Molecular spin-orbit interaction for d5 ions in covalent crystals: Spin-lattice coupling coefficients of Mn2+ in II-VI compounds.

A very detailed ligand-field (LF) model is developed to account for the increase of one or two orders of magnitude of the spin-lattice coupling coefficients (SLCC) of ${\mathrm{Mn}}^{2+}$ in the common cation series ZnS, ZnSe, ZnTe, and CdTe. First, an overall LF model shows that the SLCC's are correctly given for all studied compounds by a second-order perturbation scheme involving twice the molecular spin-orbit interaction acting between the fundamental state $^{6}$${\mathit{A}}_{1}$ and the three excited states $^{4}$${\mathit{T}}_{1}$ at lower energy. This model gives the contributions to the SLCC's of the strain-induced variations of the electrostatic field of the crystal, of the ligand-ligand and metal-ligand group overlaps, and of the molecular spin-orbit interaction.

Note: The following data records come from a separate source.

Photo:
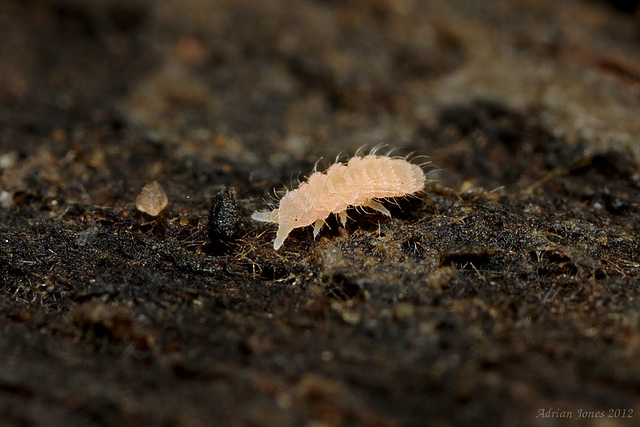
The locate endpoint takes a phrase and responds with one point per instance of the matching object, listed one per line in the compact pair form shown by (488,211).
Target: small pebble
(152,199)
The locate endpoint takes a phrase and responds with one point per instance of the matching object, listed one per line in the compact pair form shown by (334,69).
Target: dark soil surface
(508,293)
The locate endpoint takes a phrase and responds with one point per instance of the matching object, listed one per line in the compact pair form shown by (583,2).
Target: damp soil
(506,293)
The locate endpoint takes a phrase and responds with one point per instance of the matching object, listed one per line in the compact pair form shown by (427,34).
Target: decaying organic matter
(510,287)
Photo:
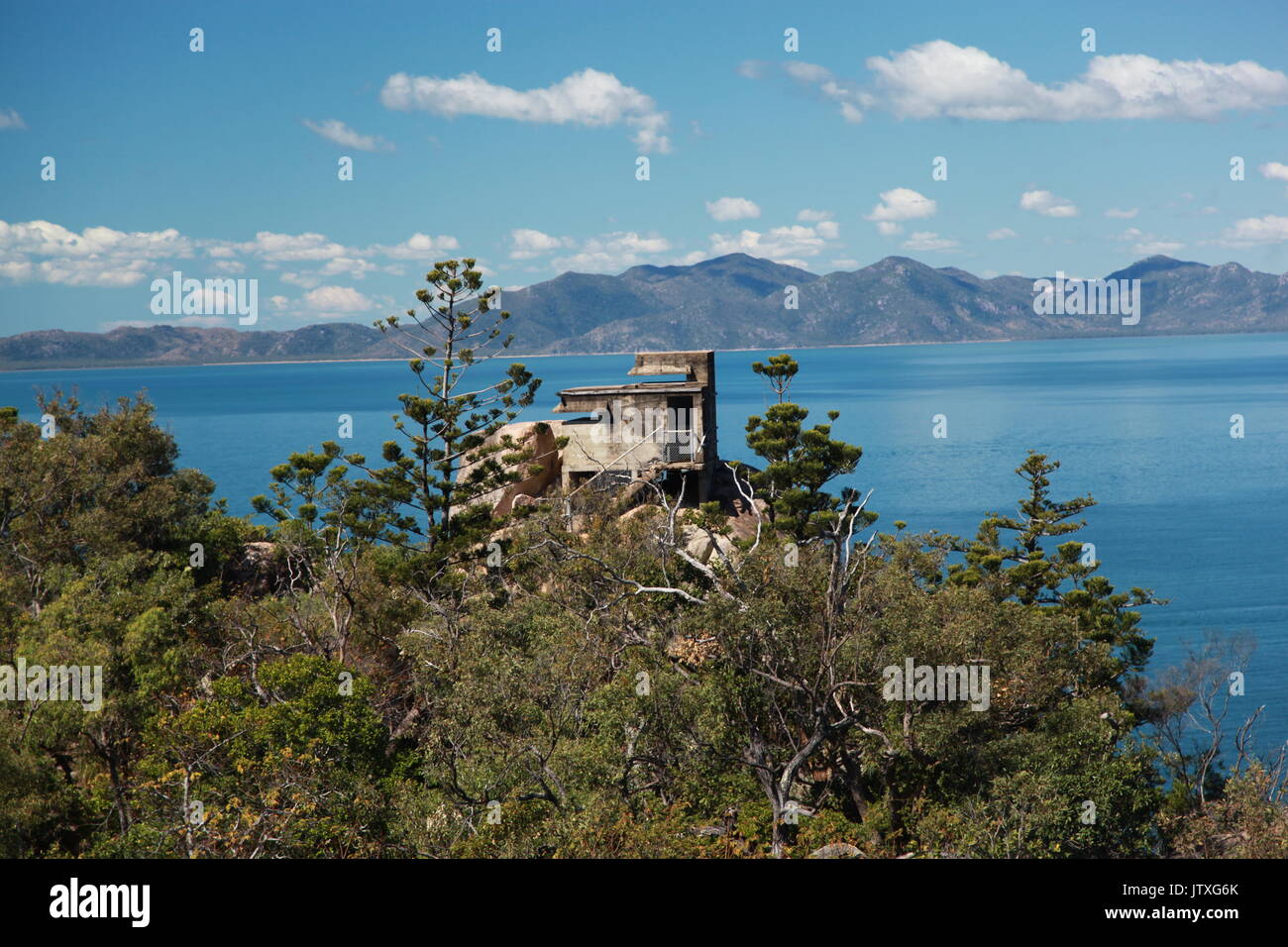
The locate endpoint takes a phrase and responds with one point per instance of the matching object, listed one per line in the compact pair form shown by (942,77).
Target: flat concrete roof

Second, a new analysis of the LF model gives the strain-induced variations of the splitting of the states $^{4}$${\mathit{T}}_{1}$, of the monoelectronic molecular wave functions, and of the orbital operator of the molecular spin-orbit interaction. Finally, by expressing the SLCC's as a linear combination of quadratic terms in the spin-orbit constants ${\mathrm{\ensuremath{\zeta}}}_{\mathit{M}}$ of the electrons d of the metal and ${\mathrm{\ensuremath{\zeta}}}_{\mathit{L}}$ of the electrons p of the ligands and bilinear terms in ${\mathrm{\ensuremath{\zeta}}}_{\mathit{M}}$${\mathrm{\ensuremath{\zeta}}}_{\mathit{L}}$, it is shown that the terms in ${\mathrm{\ensuremath{\zeta}}}_{\mathit{M}}^{2}$ are approximately identical for all compounds, while the terms in ${\mathrm{\ensuremath{\zeta}}}_{\mathit{M}}$${\mathrm{\ensuremath{\zeta}}}_{\mathit{L}}$ which are partly compensated by the terms in ${\mathrm{\ensuremath{\zeta}}}_{\mathit{L}}^{2}$ become preponderant when passing from ZnS to ZnSe, ZnTe, and CdTe. These results account for the observed roughly linear dependence of the SLCC's on ${\mathrm{\ensuremath{\zeta}}}_{\mathit{L}}$ for the common cation series ZnS, ZnSe, and ZnTe and show that molecular spin-orbit interaction is essential to analyze spin-orbit-dependent spectroscopic constants when the ratio ${\mathrm{\ensuremath{\zeta}}}_{\mathit{L}}$/${\mathrm{\ensuremath{\zeta}}}_{\mathit{M}}$ is greater than unity.